A Better Workflow for Iterating on AI Prompts
Prompt Content
Usage Guide
Most people improve prompts by guessing: add more detail, change the role, ask for a better answer, try again. That can work, but it is inefficient.
A better workflow is to diagnose why the output failed, then change the smallest part of the prompt that addresses that failure.
Step 1: Name the Failure
After a bad answer, classify the problem:
- Missing context
- Wrong audience
- Wrong format
- Too generic
- Too long
- Too confident
- Missing tradeoffs
- Unsupported claims
- Weak examples
- Unsafe recommendation
Do not rewrite the whole prompt until you know the failure.
Step 2: Add One Constraint
If the output is too broad, add a constraint:
Make this specific to solo consultants selling fixed-scope services.
If it is too long:
Keep the answer under 180 words and use three short sections.
If it is too risky:
Flag assumptions and avoid legal, medical, or financial advice.
Step 3: Add an Example
Examples clarify taste faster than instructions.
The output should feel like this example: [paste example].
It should not feel like this: [paste bad example].
Explain the difference before rewriting.
Step 4: Ask for a Self-Review
After the model answers, ask:
Review your answer against the goal, constraints, and audience.
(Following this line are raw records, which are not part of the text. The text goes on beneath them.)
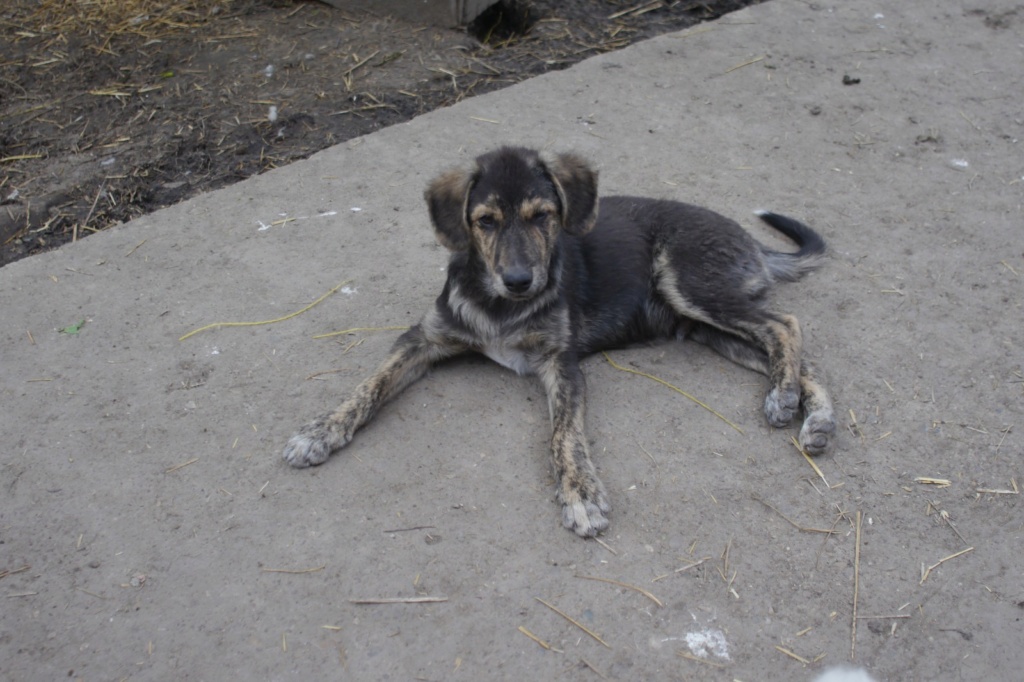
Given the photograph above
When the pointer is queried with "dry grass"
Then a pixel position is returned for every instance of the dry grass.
(99, 23)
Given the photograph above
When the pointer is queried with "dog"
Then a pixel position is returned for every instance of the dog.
(543, 273)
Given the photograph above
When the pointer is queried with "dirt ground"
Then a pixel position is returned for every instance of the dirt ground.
(150, 529)
(111, 110)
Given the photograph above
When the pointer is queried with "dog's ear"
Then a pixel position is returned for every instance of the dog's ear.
(446, 198)
(577, 186)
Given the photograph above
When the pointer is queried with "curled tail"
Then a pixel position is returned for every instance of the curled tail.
(792, 266)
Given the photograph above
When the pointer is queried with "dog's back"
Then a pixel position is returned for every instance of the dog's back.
(613, 270)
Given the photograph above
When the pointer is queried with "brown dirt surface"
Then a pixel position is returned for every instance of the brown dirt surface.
(113, 109)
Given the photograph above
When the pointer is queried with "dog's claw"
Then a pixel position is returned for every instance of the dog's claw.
(780, 406)
(817, 432)
(586, 518)
(312, 444)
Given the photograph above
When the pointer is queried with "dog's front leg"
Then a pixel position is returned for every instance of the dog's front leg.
(411, 356)
(580, 491)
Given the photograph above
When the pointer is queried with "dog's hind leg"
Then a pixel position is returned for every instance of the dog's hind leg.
(411, 356)
(580, 491)
(819, 422)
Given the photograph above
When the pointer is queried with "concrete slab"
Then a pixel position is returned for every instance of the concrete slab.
(151, 530)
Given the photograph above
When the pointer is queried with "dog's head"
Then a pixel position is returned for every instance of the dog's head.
(510, 211)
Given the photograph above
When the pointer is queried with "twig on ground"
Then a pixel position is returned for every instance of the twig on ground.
(574, 622)
(624, 585)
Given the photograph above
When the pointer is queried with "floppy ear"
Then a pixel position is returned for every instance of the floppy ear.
(577, 186)
(446, 198)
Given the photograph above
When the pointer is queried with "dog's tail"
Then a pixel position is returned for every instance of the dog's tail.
(792, 266)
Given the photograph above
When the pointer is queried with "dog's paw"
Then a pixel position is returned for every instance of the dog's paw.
(313, 443)
(781, 406)
(817, 431)
(586, 515)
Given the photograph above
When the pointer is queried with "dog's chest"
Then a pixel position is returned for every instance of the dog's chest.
(507, 354)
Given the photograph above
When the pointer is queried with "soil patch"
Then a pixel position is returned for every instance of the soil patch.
(114, 109)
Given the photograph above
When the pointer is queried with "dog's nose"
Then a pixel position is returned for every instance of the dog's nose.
(517, 280)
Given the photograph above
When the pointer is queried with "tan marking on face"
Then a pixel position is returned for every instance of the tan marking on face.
(487, 209)
(531, 208)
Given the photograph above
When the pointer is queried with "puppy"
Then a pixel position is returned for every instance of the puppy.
(543, 273)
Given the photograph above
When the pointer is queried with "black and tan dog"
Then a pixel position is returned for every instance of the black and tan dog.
(540, 278)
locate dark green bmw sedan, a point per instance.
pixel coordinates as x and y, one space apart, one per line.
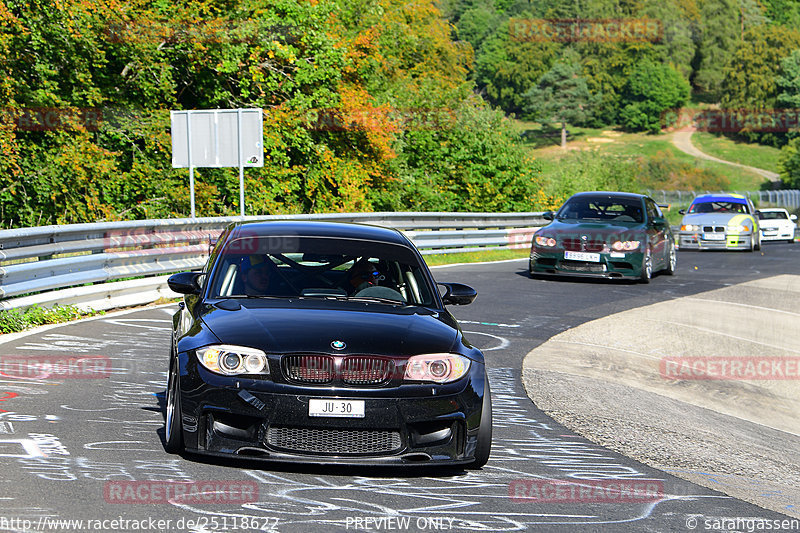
604 234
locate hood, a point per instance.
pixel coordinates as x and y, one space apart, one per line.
593 230
715 219
311 326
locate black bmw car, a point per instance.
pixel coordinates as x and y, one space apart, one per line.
327 343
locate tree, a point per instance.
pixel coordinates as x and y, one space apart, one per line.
561 95
788 81
789 164
750 84
509 64
719 34
652 89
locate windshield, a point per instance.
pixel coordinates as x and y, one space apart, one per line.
602 208
773 215
318 267
717 207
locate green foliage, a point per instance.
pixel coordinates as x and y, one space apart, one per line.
591 171
788 81
13 320
346 85
561 95
750 82
508 66
789 164
652 89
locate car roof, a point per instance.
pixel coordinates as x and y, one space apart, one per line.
304 228
609 194
721 197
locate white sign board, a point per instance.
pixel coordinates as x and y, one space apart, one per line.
217 138
214 138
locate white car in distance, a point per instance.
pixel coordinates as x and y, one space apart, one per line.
776 224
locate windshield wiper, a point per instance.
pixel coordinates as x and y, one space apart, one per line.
374 299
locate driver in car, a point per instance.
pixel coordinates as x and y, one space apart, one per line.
363 274
256 274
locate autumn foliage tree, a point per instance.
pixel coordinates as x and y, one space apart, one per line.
361 101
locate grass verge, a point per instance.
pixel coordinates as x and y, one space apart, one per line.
14 320
753 155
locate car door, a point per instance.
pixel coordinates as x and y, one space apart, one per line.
657 233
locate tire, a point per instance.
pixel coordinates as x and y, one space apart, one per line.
647 267
484 446
672 261
173 429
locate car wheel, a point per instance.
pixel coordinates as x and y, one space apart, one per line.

What should be improved before I use it?
This often catches tone mismatches and missing pieces.
Step 5: Save the Working Version
When a prompt works, save:
- The prompt
- The input that made it work
- The output format
- The follow-up that improved it
- The failure it solved
This turns prompting from trial and error into a reusable workflow.
Iteration Rule
Change one thing at a time. If you change role, context, format, examples, and constraints all at once, you will not know what improved the output.
Iteration Log Template
Use a short log when a prompt matters:
Prompt version:
Task:
Input used:
What failed:
Change made:
Result:
Keep / revise / discard:
This is useful for teams because it prevents people from repeating the same failed prompt changes.
Example Iteration
Problem: an email prompt keeps sounding too apologetic.
Do not rewrite the entire prompt. Add one constraint:
Keep the tone warm but firm. Do not over-apologize. Acknowledge the request once, then move to the boundary and next step.
If that works, save the constraint. If it does not, add a good and bad example so the model can see the difference.
When to Stop Iterating
Stop when the output is useful enough for human editing. Prompt iteration should reduce work, not become the work. If you need more than three or four rounds, the task probably needs better source material, clearer constraints, or a different prompt type.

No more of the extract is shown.